FROM THE DUST JACKET OF
A WEREWOLF REMEMBERS
The Testament of Lawrence Stewart Talbot
Lawrence Talbot is the 20th century’s most famous werewolf. Here for the first time is his full story, told by Talbot himself, from his long-lost personal journals.
Some of Talbot’s exploits were popularized in movies made by Universal from 1941 to 1948 (The Wolf Man, Frankenstein Meets The Wolf Man, House of Frankenstein, House of Dracula, and Abbott & Costello Meet Frankenstein). In his journals, Talbot tells of many other adventures as he sought first a release from his curse, and then revenge against the fiend that destroyed his savior, and his fiancé.
Entwined with Talbot’s quests is his relationship with his father, who banished 13 year-old Lawrence from Talbot Castle. Eighteen years later Sir John welcomed home his son, by then his only heir. It was then that Lawrence became—or imagined that he became—a werewolf.
Talbot disappeared in 1948. For 30 years, his journals, which cover the years before and after contracting—or imagining he contracted—lycanthropia, lay forgotten in a storage room of La Mirada, Florida.

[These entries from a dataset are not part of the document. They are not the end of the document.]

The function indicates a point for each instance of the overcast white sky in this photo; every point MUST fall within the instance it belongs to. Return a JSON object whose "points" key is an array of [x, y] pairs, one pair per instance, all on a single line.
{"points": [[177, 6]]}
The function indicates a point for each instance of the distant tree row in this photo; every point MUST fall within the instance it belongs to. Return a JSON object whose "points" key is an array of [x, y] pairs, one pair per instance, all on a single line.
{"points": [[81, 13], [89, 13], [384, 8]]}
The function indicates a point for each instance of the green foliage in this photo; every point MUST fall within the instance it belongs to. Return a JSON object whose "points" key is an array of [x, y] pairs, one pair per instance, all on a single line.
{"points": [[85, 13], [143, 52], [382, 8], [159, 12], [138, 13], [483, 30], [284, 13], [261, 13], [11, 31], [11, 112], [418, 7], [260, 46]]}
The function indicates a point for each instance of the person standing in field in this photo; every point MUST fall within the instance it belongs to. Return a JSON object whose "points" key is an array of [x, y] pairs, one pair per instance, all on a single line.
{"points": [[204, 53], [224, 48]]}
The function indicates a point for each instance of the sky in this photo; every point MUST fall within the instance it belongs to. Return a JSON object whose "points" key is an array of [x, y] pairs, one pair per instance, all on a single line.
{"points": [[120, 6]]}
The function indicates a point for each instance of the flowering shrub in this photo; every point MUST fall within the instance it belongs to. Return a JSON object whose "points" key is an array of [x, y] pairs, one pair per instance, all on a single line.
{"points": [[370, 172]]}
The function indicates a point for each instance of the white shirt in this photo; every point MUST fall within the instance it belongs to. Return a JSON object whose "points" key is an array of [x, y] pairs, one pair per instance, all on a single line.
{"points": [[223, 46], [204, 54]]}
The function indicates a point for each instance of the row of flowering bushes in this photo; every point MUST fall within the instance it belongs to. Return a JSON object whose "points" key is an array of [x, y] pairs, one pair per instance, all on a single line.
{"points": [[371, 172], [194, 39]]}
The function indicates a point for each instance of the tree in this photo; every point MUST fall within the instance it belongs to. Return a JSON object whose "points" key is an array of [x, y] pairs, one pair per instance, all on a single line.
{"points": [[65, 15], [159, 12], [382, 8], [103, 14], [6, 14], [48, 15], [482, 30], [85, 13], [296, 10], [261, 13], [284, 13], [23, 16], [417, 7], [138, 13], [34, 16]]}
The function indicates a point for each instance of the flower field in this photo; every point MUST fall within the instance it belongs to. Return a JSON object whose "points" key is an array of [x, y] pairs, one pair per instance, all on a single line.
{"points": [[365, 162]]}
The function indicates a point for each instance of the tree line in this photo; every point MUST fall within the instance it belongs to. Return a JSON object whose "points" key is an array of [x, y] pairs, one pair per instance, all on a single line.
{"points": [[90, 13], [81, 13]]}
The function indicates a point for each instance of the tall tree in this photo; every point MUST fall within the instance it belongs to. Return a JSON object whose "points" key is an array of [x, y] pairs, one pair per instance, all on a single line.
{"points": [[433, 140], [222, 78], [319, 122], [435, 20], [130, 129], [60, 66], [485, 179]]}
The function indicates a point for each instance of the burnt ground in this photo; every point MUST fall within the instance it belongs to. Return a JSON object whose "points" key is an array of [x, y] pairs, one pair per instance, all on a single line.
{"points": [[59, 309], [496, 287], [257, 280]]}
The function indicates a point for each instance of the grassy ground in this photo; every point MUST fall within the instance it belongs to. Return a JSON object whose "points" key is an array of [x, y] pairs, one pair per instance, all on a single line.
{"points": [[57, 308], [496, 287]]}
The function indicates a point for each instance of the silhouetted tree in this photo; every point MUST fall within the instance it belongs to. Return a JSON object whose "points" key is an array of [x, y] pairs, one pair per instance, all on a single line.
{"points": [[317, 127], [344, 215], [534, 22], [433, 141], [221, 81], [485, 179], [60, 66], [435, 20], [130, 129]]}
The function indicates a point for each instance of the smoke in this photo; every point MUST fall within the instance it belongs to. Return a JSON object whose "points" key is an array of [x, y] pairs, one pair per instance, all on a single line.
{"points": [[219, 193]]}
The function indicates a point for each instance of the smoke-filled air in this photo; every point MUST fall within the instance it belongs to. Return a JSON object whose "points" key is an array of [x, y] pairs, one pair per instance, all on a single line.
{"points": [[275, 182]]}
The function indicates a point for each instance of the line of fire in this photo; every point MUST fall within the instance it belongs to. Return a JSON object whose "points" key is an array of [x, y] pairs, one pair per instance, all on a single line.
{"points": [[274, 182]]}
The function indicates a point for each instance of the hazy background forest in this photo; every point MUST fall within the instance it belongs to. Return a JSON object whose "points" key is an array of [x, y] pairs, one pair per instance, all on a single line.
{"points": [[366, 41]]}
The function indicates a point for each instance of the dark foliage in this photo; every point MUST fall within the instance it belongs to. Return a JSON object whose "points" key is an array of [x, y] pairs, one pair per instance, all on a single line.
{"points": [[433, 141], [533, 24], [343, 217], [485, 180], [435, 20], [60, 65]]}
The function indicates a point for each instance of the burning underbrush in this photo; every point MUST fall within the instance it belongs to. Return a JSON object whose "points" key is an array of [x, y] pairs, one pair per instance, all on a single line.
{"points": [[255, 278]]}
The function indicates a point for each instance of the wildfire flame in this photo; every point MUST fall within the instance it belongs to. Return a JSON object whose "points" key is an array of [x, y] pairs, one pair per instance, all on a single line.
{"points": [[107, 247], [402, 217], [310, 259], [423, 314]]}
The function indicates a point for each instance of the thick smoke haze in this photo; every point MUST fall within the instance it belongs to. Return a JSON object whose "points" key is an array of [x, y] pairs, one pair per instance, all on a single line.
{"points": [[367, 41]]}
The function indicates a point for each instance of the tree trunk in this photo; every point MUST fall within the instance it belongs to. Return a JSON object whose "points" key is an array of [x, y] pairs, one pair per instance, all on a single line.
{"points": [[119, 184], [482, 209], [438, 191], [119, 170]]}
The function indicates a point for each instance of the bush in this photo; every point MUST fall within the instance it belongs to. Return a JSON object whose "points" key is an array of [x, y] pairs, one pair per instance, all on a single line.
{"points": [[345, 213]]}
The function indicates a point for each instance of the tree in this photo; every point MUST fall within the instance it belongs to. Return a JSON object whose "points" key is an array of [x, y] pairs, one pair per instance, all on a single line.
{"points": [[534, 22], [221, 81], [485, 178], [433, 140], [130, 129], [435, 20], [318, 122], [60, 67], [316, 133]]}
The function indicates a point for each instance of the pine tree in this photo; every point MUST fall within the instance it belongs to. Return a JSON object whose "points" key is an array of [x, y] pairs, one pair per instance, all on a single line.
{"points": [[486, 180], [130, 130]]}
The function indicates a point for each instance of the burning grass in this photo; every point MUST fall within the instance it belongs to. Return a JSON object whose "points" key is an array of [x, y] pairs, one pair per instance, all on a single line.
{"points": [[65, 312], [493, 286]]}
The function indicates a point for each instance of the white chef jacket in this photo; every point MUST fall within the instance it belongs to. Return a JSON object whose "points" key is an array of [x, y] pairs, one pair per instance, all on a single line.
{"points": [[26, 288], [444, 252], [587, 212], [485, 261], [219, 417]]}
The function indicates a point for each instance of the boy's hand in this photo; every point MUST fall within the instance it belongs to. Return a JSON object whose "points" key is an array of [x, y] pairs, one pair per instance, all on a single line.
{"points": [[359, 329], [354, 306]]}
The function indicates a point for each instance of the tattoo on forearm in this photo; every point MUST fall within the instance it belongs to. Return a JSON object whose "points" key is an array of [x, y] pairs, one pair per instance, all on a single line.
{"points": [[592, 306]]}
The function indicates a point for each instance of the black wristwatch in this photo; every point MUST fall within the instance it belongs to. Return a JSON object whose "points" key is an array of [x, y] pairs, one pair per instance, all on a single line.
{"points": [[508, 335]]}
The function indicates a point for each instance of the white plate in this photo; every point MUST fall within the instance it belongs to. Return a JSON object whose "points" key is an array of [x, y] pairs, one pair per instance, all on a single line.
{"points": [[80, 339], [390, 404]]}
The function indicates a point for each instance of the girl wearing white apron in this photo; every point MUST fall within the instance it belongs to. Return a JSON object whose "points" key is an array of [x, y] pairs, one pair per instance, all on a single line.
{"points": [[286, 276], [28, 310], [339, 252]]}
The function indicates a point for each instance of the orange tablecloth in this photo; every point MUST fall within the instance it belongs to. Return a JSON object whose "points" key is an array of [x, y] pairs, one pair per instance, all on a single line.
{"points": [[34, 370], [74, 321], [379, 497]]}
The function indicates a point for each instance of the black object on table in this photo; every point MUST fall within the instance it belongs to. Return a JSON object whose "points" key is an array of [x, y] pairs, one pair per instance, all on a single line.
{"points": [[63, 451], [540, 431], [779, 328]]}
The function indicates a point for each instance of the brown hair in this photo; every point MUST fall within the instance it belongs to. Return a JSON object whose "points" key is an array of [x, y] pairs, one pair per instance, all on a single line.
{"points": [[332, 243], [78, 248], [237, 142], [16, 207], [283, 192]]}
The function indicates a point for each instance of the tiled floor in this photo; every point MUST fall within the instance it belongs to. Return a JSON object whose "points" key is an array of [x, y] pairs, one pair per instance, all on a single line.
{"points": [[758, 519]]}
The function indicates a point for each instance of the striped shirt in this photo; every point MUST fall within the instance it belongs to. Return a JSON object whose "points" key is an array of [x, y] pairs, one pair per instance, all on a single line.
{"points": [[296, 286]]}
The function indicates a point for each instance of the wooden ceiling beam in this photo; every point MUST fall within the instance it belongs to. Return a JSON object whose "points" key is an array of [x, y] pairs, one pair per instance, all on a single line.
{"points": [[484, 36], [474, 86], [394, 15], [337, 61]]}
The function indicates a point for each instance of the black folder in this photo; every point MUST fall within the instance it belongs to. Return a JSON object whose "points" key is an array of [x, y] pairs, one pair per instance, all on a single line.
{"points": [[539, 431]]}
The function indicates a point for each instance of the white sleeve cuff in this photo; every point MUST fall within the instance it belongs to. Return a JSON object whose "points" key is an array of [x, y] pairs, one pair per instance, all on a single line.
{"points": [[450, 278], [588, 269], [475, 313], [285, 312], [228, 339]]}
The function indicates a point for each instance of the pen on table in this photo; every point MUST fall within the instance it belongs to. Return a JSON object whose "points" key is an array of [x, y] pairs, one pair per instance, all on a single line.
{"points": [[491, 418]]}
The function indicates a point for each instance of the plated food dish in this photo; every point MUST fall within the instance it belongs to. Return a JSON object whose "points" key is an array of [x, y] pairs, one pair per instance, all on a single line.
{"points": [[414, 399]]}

In 1978, the journals came into the possession of Frank Dello Stritto. Unsure of whether the musty books were a factual history, or the fantasies of an unhinged mind, he set about researching Talbot’s incredible memoir, and delved into the archives of villages across Europe—Goldstadt, Visaria, and Vasaria—that figure in Talbot’s story.
He also interviewed Joan Raymond, the one known survivor of an encounter with Talbot.
Key to the research was the Talbot Museum & Archive, in Llanwelly, Wales, Talbot’s birthplace. The TMA uncovered many arcane records relating to Talbot’s tale. Incredibly, the documents—even those from small, obscure European towns—support the fantastic account in Talbot’s journals.
Central to Talbot’s tale is the Moon (always capitalized by Talbot in his journals). Talbot believed the Full Moon transformed him to a murdering man-beast. For two to five nights every lunar cycle—depending on the relative positions of the Earth, Moon and Sun, and the brightness of the Sun—his only desire was human prey. Apart for those hellish spells, Talbot—or so he claims—felt what he called his “beast-self” stirring within him. In his waking hours, he always remembered his beast-self’s ecstasy (and his human-self’s disgust) of a good kill, and the savage feast that followed.
The tale that emerges from Talbot’s journals is of a noble soul, who never surrendered to the forces that tormented him, be they supernatural or in his mind.